Spero, se ancora non conoscevate questo sport, di avervi incuriosito. Magari anche voi rimarrete ammaliati, come è successo a me, da quei due passaggi di questo campione che, come fanno i campioni, segna gol negli animi. Facendo applaudire di cuore, in un entusiasmo puro e improvviso, identico a quello che, sugli spalti, sotto il sole, in un grido corale di gioia esplosiva, si prova dopo quel gol fulmineo, acchiappato a fatica dagli occhi attenti di chi sa di non avere il replay. Ho provato questo. Quello che provi quando tifi religiosamente, grazie a quelle emozioni che solo il calcio ti sa dare.
Donato e la nazionale italiana di Calcio in carrozzina avranno una tifosa in più. Immagino, domani, gli spalti del Powerchair Football ancora più pieni! Questo è un gioco coinvolgente, che sottolinea la potenza dello sport nel mettere tutti d’accordo, dando a tutti la possibilità di farcela, di vincere.
“Il messaggio che si è voluto trasmettere e che spero sia arrivato, è che tutti abbiamo un sogno e tutti abbiamo il diritto e il dovere di provare a raggiungerlo, sempre e comunque, vivendo la propria vita al massimo delle proprie possibilità.”

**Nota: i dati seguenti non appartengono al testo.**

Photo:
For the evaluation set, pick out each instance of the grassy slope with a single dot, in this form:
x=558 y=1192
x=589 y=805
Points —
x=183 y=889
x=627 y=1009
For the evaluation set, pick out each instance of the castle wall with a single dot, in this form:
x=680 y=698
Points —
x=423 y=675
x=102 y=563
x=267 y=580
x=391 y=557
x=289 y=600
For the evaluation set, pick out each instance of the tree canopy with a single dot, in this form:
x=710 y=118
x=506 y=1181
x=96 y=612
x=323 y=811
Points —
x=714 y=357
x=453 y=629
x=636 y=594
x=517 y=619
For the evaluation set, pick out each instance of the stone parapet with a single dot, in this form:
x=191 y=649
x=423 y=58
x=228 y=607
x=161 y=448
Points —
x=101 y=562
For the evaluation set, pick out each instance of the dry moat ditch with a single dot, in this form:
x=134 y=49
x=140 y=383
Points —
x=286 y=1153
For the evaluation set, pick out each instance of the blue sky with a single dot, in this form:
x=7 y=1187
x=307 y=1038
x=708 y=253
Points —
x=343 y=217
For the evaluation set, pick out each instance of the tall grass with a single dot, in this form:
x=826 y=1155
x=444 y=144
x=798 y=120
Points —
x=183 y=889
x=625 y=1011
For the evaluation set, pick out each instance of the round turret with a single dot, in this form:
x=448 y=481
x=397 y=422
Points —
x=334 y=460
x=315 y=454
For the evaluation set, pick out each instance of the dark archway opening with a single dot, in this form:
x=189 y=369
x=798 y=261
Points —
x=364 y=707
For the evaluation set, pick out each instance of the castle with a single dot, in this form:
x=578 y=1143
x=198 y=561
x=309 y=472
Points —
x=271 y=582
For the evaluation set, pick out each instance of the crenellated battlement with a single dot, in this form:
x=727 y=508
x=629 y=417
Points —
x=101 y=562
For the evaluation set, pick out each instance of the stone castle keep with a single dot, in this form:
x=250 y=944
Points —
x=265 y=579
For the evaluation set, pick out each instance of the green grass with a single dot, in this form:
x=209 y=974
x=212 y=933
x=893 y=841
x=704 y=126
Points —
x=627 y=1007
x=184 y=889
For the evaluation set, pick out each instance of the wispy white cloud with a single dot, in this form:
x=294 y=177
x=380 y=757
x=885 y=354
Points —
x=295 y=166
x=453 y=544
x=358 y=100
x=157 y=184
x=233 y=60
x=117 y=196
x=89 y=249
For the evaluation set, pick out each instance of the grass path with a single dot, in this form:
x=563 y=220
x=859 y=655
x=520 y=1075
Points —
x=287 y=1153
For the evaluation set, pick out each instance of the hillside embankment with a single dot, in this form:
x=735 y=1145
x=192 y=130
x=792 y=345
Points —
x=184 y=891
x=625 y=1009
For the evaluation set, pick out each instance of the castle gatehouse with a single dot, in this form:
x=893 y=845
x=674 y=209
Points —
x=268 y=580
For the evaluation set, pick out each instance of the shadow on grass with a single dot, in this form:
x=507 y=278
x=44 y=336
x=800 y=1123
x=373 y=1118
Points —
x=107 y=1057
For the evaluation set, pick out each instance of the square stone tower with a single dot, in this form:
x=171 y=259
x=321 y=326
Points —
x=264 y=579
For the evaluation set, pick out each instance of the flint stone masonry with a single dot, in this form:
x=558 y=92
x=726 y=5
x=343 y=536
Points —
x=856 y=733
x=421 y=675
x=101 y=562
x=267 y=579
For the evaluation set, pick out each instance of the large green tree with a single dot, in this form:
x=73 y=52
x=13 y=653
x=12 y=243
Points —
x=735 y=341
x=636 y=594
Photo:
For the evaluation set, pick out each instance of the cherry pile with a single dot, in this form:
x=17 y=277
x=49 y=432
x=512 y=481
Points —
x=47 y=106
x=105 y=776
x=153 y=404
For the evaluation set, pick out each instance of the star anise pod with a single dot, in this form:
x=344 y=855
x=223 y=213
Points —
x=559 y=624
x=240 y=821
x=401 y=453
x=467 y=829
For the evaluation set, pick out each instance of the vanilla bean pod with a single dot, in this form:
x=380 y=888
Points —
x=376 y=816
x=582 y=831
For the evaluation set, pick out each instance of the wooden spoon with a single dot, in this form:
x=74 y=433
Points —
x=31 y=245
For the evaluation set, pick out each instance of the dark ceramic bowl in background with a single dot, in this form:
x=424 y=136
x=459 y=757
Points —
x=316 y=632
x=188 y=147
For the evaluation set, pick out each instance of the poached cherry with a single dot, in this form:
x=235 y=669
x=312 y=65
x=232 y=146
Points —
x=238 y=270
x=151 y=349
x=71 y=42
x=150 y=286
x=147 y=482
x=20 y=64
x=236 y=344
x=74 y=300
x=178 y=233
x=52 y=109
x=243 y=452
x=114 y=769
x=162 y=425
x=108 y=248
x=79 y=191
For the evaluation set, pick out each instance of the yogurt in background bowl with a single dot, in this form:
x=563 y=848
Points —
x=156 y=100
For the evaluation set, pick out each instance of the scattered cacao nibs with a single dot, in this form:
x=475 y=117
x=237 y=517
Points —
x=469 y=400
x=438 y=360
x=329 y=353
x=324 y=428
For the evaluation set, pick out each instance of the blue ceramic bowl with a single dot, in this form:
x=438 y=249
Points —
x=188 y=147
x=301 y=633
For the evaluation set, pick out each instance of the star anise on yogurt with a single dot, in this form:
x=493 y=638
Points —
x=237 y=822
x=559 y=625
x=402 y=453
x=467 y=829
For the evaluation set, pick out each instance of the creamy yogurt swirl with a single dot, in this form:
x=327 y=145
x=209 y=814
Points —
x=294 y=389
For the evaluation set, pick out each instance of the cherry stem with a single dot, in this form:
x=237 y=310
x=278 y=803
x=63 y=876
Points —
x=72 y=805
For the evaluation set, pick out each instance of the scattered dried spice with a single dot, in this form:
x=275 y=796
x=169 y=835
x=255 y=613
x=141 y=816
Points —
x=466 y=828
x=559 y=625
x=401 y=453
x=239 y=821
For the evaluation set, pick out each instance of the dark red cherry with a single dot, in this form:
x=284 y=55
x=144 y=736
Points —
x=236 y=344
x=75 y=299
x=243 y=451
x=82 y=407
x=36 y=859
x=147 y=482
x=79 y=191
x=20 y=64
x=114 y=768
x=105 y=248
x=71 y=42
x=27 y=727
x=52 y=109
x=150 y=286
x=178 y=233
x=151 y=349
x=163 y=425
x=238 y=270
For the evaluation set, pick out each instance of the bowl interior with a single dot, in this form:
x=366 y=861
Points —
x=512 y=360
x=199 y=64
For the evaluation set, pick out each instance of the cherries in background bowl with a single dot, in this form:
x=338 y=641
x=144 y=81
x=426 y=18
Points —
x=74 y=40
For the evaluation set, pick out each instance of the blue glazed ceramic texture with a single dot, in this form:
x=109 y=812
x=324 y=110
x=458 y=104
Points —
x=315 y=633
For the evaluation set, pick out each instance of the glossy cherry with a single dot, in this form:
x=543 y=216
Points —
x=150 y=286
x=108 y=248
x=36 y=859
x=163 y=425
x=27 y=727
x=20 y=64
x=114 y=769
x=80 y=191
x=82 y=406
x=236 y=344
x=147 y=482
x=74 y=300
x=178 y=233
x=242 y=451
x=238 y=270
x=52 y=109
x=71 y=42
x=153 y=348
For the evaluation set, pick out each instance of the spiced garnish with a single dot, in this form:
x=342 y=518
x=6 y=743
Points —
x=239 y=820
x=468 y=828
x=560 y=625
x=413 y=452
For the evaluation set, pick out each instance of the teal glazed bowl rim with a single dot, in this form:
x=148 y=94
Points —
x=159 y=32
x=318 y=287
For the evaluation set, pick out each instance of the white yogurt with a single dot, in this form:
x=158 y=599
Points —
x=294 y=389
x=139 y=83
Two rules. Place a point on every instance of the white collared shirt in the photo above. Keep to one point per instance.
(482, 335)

(Sempre Donato Grande, sul suo profilo)
Donato ha compiuto dribbling fra gli eventi di una vita che non si sceglie, sfondando barriere e non solo quelle della difesa; Donato ha saputo rendere tutto spontaneo ed affascinante facendoci guardare oltre, con le sue parole semplici, il suo sorriso sincero e quei 90 secondi di passaggi di una giocata impeccabile che non dimenticherò. Perché la memoria è fatta di emozioni. Come quelle che mi sono rimaste quando, da bambina, guardai Baggio in carica verso la porta avversaria o, da adolescente, quando restai incantata da Totti che serviva dolci al cucchiaio ai mondiali 2006 e quando Del Piero faceva alzare il Bernabeu.

“Ho sempre avuto l’indole di fare gol. Ho avuto sempre questo grande desiderio, questo sogno e per fortuna ce l’ho fatta! Sono andato oltre i limiti e attraverso questo grande sport, innovativo in Italia, sono riuscito a giocare a calcio, a divertimi e a far divertire ed è stato molto, molto bello!”
(Donato Grande a Sanremo 2021)
Io mi sono divertita tantissimo. Fra i miei giocatori preferiti adesso ce n’è uno nuovo, Donato Grande. A parlare di lui, meglio di quanto possa fare io, basta il suo nome, i suoi occhi sicuri e timidi, tenaci ed emozionati, in un’umanità misteriosamente affascinante, quella che solo i campioni hanno.
Grazie Donato.

Classe 1991, nasce e cresce a Cosenza tra aule di danza, libri e tempere. Si diploma in danza classica. Dopo il liceo intraprende gli studi alla facoltà di Economia, ma è il diritto che le fa battere il cuore! Ora è laureanda in Giurisprudenza, anche se continua a studiare finanza nelle pausa caffè. Sensibile al sociale, prende parte da sempre ad iniziative rivolte ai più deboli, in una terra che considera l’angolo più bello del pianeta.
Caparbia, curiosa, coltiva autoironia, ama viaggiare e scoprire cibi nuovi.
Incline a difendere il prossimo, crede fortemente nel rispetto, nella tolleranza e nell’integrazione.
Appassionata di politica, lettura, escursioni, cantautorato, calcio e sport.